Friday night I went to open mic, as (mostly) usual.  An acquaintance of mine, also a regular, had missed last week, and the hostess had told us that his sister had died and he’d had to leave town.  He’s an odd duck, this one, but over time I’ve learned that he’s really not a bad guy, and I felt sad for him.  He, too, is in his 50s, so I would guess his sister is, too.  Too young.

Anyway, he was arriving just as the hostess and I were, and he held the door for us.  I got settled with my friends, signed up for my time slot, confirmed with the hostess that in fact it was this guy whose sister had passed, and then made my way over there to offer my sympathy.

We ended up talking for awhile, and he told me a lot about his sister, and I recognized in him that need to tell the story.  It was all so new for him; I was actually surprised to see him there, ready to perform, after only a week.  It was well over a month before I could even think about going back, and when I did, it was a disaster:  too soon.  So it was 2 more months before I tried it again. 

I probably talked to him for 10-15 minutes; he seemed to really appreciate that I asked.  I couldn’t imagine not doing so.  Since A died, and I watched the world retreat from my grief at a pace that made my head spin, I have kind of made it my personal mission to acknowledge, and be there as much as I can for, other grievers.  It seems the least I can do.  It is such a lonely, difficult road, and seems to get lonelier by the day.  Very few look back for you; eventually,you just decide to try to catch up with the rest of the world.  Or not.

But after I went back to my chair, I didn’t see anyone else go over to talk to him, or offer condolences, though I know several regulars had heard the sad tale at the same time I did the week before.  I wasn’t surprised, but I was disappointed in them in a general way.  Just more of the same.  I know that people don’t know what to say, but to not even acknowledge it?  That is cruelty through cowardice, as far as I’m concerned.  Maybe they did when I wasn’t looking.  I’d like to think so; then again, I think I know better.  Maybe it’s how you’re brought up.  My parents are not prone to overt displays of emotion, but they always bought sympathy cards when they knew someone had lost a loved one; they always made the gesture.  It takes so little to reach out, and means so much to the grieving person, and yet people can’t bring themselves to do it.  I don’t get it. 

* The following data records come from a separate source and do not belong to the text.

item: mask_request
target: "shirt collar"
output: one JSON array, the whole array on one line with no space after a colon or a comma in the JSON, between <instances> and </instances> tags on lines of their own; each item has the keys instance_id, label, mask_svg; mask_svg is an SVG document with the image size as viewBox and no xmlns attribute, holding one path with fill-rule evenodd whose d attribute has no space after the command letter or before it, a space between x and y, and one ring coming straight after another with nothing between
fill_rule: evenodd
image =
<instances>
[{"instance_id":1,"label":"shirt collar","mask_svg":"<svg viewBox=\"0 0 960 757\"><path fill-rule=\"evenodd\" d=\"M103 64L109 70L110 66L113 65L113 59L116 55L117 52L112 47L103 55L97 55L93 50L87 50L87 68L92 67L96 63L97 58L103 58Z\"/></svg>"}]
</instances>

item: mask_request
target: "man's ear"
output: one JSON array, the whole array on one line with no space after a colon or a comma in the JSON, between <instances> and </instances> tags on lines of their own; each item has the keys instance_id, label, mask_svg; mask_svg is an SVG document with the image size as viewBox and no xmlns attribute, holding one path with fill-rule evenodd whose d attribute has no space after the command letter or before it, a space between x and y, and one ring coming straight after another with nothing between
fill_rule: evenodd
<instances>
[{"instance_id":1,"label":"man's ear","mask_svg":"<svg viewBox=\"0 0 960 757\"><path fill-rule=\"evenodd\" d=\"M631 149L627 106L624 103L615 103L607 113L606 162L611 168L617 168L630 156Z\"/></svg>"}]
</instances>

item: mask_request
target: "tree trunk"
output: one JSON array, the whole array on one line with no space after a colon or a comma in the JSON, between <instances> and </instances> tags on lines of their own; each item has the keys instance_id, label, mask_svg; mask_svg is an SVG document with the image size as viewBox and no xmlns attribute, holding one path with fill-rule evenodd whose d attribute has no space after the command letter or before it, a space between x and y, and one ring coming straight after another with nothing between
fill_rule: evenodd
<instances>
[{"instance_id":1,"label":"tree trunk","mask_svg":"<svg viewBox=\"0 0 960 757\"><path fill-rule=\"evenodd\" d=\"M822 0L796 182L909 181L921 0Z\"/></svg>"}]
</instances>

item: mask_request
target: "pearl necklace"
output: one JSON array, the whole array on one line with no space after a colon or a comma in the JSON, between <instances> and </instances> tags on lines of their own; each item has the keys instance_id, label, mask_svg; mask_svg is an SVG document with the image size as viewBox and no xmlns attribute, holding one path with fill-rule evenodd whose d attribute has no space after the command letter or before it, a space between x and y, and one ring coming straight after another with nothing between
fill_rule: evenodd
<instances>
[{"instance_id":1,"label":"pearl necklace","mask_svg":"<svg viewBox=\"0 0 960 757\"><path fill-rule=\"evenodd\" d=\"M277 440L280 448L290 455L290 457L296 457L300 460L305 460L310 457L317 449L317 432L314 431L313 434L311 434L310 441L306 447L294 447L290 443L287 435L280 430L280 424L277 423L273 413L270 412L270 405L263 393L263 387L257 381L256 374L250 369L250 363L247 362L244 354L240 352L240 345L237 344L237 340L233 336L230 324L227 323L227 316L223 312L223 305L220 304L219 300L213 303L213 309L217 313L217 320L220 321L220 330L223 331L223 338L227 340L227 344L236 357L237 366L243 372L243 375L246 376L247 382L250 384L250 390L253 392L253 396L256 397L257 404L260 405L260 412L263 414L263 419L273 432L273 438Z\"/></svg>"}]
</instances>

It ended up being a pretty good night for me, after all.  My performance went really well, which is a “win” I really, really needed, especially with a gig coming up Tuesday.  I sat with my friends playing Scrabble, listened to the other performers, and worked on my embroidery while eating cookies.  Such simple, old-fashioned pleasures, but I felt happy in the moment, like how I felt on the back of that motorcycle a few weeks back.  I’m glad I could recognize the feeling.